PNG vs JPG vs WebP — which should you choose?

FormatCompressionTransparencyAnimationBest for
PNG Lossless Yes No (APNG rare) Logos, icons, screenshots, line art, anything needing transparency or pixel-perfect text.
JPG / JPEG Lossy No No Photographs and complex images where a small quality trade-off for a much smaller file is fine. Required by most exam / government upload forms.
WebP Lossy or lossless Yes Yes Modern websites — typically 25–35% smaller than JPG/PNG at the same quality, with transparency support. Backed by all current browsers.
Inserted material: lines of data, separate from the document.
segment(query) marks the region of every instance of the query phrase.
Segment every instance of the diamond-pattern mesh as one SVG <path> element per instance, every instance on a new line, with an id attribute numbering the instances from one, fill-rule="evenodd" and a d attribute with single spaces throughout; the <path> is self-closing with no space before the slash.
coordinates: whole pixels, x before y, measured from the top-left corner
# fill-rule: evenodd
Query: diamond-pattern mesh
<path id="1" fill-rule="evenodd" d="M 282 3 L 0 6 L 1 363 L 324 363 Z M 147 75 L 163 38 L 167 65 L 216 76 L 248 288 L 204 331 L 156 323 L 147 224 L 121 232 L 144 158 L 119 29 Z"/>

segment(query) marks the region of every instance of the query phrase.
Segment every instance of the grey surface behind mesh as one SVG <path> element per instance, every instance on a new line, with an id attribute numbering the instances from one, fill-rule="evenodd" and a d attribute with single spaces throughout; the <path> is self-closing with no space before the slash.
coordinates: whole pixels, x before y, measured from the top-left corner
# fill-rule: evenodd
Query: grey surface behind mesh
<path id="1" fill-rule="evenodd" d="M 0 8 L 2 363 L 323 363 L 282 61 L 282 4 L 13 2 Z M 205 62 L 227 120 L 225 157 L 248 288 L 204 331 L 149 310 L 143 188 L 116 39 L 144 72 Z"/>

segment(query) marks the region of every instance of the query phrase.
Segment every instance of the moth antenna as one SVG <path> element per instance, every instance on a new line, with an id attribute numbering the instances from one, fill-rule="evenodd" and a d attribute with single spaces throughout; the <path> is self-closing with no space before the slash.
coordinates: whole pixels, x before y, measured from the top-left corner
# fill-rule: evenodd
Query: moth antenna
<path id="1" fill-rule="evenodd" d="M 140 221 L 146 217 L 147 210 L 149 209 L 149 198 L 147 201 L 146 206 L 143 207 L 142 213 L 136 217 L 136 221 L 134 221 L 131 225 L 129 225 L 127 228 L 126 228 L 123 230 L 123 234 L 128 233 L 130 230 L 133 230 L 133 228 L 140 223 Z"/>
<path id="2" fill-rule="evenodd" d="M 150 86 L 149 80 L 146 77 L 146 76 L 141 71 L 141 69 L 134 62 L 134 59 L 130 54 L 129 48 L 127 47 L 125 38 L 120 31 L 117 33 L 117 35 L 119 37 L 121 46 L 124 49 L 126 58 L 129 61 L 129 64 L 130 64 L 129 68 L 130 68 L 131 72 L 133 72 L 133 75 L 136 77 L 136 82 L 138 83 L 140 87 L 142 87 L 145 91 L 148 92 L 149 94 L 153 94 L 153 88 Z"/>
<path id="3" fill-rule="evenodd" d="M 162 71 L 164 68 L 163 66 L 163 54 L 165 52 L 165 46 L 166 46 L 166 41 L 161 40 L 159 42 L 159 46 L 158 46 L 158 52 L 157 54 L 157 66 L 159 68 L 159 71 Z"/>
Rule of thumb: WebP for your own website (smallest), PNG when you need transparency or crisp text, and JPG for photographs and anywhere a form demands it.

Common conversions

  • PNG to JPG — shrink a large screenshot or export for an upload form that only accepts JPEG. Remember the background colour replaces any transparency.
  • WebP to PNG — turn a downloaded WebP into a universally-supported PNG for older software or editors that can’t open WebP.
  • WebP to JPG — convert a modern web image into a JPEG for email, messaging or a legacy CMS.
  • JPG to WebP — re-encode photos to WebP to cut page weight and improve Core Web Vitals on your site.
  • JPG to PNG — get a lossless copy to edit without compounding JPEG artefacts (it won’t recover detail the JPG already lost).

Tips for the best results

  • Need a smaller file, not a new format? Use the Image Compressor or Compress to Target Size to hit an exact KB limit.
  • Need different dimensions? Convert here, then resize — or resize first if you’re also changing pixel size.
  • iPhone HEIC photos? Use the dedicated HEIC to JPG converter — HEIC needs a special decoder that this tool doesn’t bundle.
  • Quality 80–90 for JPG/WebP photos is visually identical to 100 but far smaller. Drop lower only when you must hit a tight size budget.
  • Keep transparency? Convert to PNG or WebP, never JPG.
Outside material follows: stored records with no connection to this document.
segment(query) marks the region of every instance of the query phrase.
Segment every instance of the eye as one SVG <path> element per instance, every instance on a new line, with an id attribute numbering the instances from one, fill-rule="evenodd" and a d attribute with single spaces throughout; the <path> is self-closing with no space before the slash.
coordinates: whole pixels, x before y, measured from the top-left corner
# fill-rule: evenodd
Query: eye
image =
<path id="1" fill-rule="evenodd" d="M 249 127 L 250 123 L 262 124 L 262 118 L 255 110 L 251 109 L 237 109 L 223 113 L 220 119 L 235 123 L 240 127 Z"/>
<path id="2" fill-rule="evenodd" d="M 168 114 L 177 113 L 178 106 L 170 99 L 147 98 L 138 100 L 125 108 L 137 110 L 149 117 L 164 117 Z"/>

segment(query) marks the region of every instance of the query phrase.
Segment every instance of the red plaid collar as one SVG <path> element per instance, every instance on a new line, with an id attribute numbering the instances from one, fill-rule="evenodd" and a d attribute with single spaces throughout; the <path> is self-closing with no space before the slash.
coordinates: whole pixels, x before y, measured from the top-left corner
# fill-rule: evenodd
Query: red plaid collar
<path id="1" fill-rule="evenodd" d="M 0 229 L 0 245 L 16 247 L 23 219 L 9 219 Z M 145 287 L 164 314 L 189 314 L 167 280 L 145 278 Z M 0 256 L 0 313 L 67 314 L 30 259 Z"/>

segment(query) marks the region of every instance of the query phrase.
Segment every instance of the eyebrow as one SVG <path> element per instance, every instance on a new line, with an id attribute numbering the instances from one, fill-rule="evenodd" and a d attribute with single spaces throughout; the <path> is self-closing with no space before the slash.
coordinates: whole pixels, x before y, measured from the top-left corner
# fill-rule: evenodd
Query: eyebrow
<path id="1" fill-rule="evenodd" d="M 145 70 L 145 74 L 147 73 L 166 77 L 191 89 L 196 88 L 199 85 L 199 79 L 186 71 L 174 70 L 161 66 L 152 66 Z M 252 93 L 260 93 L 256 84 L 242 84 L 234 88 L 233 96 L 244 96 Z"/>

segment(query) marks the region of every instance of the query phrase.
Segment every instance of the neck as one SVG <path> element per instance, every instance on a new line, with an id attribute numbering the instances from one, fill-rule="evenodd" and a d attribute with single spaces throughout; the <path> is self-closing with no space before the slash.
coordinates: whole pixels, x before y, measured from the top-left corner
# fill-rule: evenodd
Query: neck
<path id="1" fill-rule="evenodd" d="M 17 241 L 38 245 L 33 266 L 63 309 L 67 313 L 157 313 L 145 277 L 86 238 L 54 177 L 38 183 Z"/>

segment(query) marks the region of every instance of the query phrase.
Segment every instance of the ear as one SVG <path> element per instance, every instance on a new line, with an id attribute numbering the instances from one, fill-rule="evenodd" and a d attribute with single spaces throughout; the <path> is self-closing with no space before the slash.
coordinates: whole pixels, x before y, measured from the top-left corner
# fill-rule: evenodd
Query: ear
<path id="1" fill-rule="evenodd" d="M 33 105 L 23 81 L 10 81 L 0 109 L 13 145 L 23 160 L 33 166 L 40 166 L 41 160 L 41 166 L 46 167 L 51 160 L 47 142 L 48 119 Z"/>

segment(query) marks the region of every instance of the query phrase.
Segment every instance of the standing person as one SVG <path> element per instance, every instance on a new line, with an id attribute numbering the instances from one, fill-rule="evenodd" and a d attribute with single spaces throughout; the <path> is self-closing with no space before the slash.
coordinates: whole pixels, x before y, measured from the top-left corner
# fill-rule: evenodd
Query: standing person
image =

Frequently asked questions

Are my images uploaded to a server?
No. Every image is decoded, redrawn and re-encoded entirely inside your browser using the built-in Canvas API — the files never leave your device and are never transmitted anywhere. That makes this safe for private photos, ID documents, screenshots and confidential design assets you would not want to upload to a stranger’s server.
What happens to transparency when I convert a PNG or WebP to JPG?
JPEG has no alpha channel, so it cannot store transparency. When you convert a transparent PNG or WebP to JPG, the see-through areas are filled with a solid background colour first — white by default, but you can change it with the background-colour picker. If you need to keep transparency, convert to PNG or WebP instead, both of which support an alpha channel.
Does converting between formats lose quality?
Converting to PNG is always lossless — no detail is lost. Converting to JPG or WebP re-encodes the pixels with lossy compression, so there is some loss, controlled by the quality slider (80–90 is visually identical to the original for most photos). Converting a JPG to PNG will not restore detail that the original JPG already discarded — it just stops further loss and gives you a lossless copy.
Can I convert several images at once?
Yes. Drag in or select multiple files and they are all converted to the chosen format in one go. Each result has its own Download button, and the “Download all” button saves every converted image in sequence. Everything is processed locally, so a large batch is limited only by your device’s memory, not by an upload.
Why is my WebP file smaller than the JPG or PNG?
WebP uses more modern compression than JPEG (lossy) and PNG (lossless), so at the same visual quality it is usually 25–35% smaller. That is why it is the recommended format for websites. The trade-off is that some older software (and a few upload forms) still expect JPG or PNG, so check what the destination accepts before choosing WebP.
Does it remove EXIF and GPS metadata?
Yes. Re-encoding through the canvas produces a clean image with no EXIF block, so the camera model, capture date and GPS location embedded by your phone are stripped automatically. This is a privacy benefit when sharing photos online. Keep your original file if you need to preserve that metadata.